Le cas récent de Mulhouse illustre cette problématique. En février 2025, un homme a tué une personne et en a blessé sept lors d’une manifestation en soutien au Congo. L’auteur, Brahim Abdessemed, souffrait de troubles psychiatriques et était connu pour sa radicalisation islamiste. Malgré une obligation de quitter le territoire français, il était toujours en France au moment des faits.
Ce type d’incident n’est pas isolé. On pense aussi à d’autres cas à Romans-sur-Isère, Apt ou encore au meurtre de Philippine. Face à cette montée de la menace, le député Rodwell propose plusieurs mesures pour renforcer la prévention et la répression.
Allongement de la durée de rétention pour les étrangers
Le projet prévoit d’étendre à 210 jours la durée de rétention pour les étrangers sous obligation de quitter le territoire français (OQTF) qui ont été condamnés et qui représentent « une menace grave pour l’ordre public ». La rétention pourrait aussi être prolongée pour les étrangers visés par une décision d’éloignement et considérés comme une menace actuelle ou particulière.
Interner contre leur gré les personnes dangereuses
Une autre mesure concerne la mise en place d’une injonction d’examen psychiatrique pour les individus jugés dangereux, susceptibles de commettre un attentat. Si la personne refuse de se faire soigner, le préfet pourrait décider de la faire hospitaliser contre son gré. Elle serait alors internée en hôpital psychiatrique sans son consentement.
Extension de la rétention de sûreté
La loi vise également à étendre la rétention de sûreté pour les personnes condamnées à une peine d’au moins quinze ans pour des faits de terrorisme, si leur dangerosité est jugée très élevée.
Partage des informations médicales
Le député souhaite aussi permettre la communication, sans le consentement de la personne, d’informations médicales telles que les autorisations de sortie ou les levées de mesures de soins. Actuellement, seuls le préfet de l’hôpital ou celui du lieu de résidence sont informés de ces détails.

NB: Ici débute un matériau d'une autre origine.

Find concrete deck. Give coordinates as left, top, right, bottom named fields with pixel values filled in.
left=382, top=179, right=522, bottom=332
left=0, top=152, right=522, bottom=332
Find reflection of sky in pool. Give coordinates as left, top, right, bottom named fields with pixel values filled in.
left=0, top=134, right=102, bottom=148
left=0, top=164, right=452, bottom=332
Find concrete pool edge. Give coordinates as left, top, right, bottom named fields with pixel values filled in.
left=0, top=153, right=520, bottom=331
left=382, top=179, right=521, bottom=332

Renforcer la surveillance des suspects
Le projet prévoit d’accroître la surveillance des individus potentiellement dangereux. Cela inclut le suivi renforcé de ceux soumis à une mesure de contrôle administratif, avec la possibilité de faire appel en cas de refus d’exploitation des documents saisis lors de visites domiciliaires.
Contrôler les changements de nom
Enfin, le texte veut donner au procureur de la République la possibilité de s’opposer plus facilement aux demandes de changement de nom des personnes condamnées pour des faits graves. L’objectif est d’éviter qu’elles dissimulent leur passé judiciaire.